Before even planning, not to mention budgeting and starting to implement any countermeasures, it is necessary to have a clear picture of what do we actually defend against, as well as what is it that we are defending. Unfortunately, in over 15 years of my experience in information security this is rarely the case. More often than not, decisions on security safeguards depend on anything (ranging from vendor relationships and discount offers to aggressive security solutions marketing and relevant media hype of the year) but the actual risks faced and attacker strategies employed.
So, a question of “how effective/modern/popular the proposed safeguard (whatever it might be) is?” is blatantly wrong (and yet remains a very common question from the IT side).
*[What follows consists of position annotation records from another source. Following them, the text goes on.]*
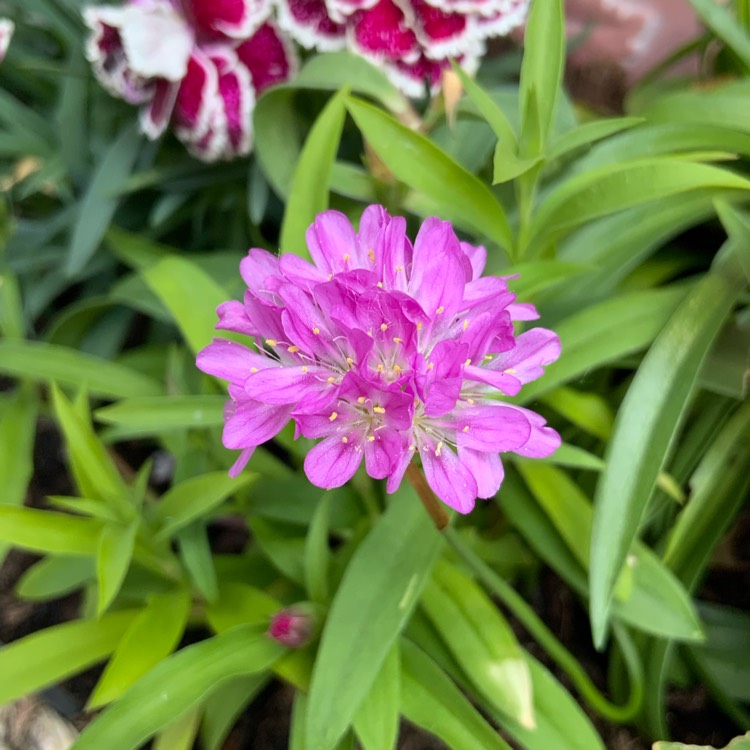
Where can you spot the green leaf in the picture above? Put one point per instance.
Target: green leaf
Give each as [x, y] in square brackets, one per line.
[47, 532]
[457, 194]
[309, 194]
[541, 73]
[195, 498]
[646, 424]
[47, 363]
[379, 589]
[190, 295]
[50, 655]
[116, 544]
[176, 685]
[377, 719]
[151, 636]
[100, 202]
[431, 700]
[154, 414]
[481, 641]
There must be, of course, an implemented security baseline (including, at least, strong password policy enforced, antimalware on all Windows and MacOS hosts, SPAM filter, stateful or proxy perimetre firewall, reasonable network separation rather one nightmarish flat network with everything on VLAN1 still seen in numerous SME’s, some user security awareness training, and hard drive encryption on mobile hosts taken off site including BYOD). However, everything else is subject to discussion.
The question “does it address the real risks we face according to their criticality” is the right one, but it requires approaching information security as a form of risk management it is, which is often not the case. So, it's a question of overall strategy, then tactics, and not “which particular gun is more powerful/we fancy more”. I’m deliberately using military analogies here as 8 years ago we did a book that approaches information security through a military strategy framework, the second edition came 4 years ago, and despite all technical change it is as relevant now as it was then.